1,2-Dimethylhydrazine (DMH) is an organotropic colon carcinogen that undergoes metabolic activation to DNA-reactive metabolites. Twenty hours after parenteral treatment of AKR/J (colon tumor resistant) and SWR/J (susceptible) mice with DMH.2HCl (70 mg/kg), functional levels of Cyp1a1 and Cyp2e1 were examined by measuring O-deethylation of ethoxyresorufin (EROD) and hydroxylation of p-nitrophenol, respectively. In control animals, SWR/J mice exhibited higher hepatic EROD activity (1.4-fold) when compared with AKR/J mice. In carcinogen-treated animals, EROD activity was decreased 20-30% in both mouse lines. Hepatic p-nitrophenol hydroxylase activity, similar in control animals of both strains, was reduced comparably (45-50% of control) after DMH administration. In liver, a decrease in immunoreactive Cyp2e1 protein paralleled the decline in enzyme activity, whereas in the colon, no significant treatment-related differences were detected in either strain.
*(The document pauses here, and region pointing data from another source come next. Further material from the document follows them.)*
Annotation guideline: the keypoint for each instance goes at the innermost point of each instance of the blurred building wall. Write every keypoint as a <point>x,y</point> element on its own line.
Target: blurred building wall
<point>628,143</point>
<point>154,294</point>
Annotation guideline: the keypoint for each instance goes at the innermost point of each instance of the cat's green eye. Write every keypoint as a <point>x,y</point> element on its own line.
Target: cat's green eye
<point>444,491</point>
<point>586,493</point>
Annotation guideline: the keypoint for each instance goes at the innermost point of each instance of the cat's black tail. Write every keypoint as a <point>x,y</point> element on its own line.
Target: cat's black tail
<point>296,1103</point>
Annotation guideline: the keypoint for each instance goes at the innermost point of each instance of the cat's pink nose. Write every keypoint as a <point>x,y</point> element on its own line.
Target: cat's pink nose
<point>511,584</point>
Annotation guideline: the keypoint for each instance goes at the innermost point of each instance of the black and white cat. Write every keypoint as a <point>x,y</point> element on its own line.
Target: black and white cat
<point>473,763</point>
In liver and colon cytosols, alcohol dehydrogenase activity was not significantly different in either mouse line, both in control and DMH-treated animals. Glutathione levels were elevated (1.7-fold) in livers of AKR/J mice after DMH administration. Total glutathione-S-transferase (GST) activity was significantly increased (1.8-fold) in the colons of SWR/J mice and in the livers (1.4-fold) of AKR/J mice. Furthermore, the GST isoform, GST-Yp, was reduced 40% in the SWR/J colon. These data demonstrate the importance of metabolic capacity as a factor in conferring differential tumor susceptibility in a murine cancer model to the indirect-acting colon carcinogen, DMH.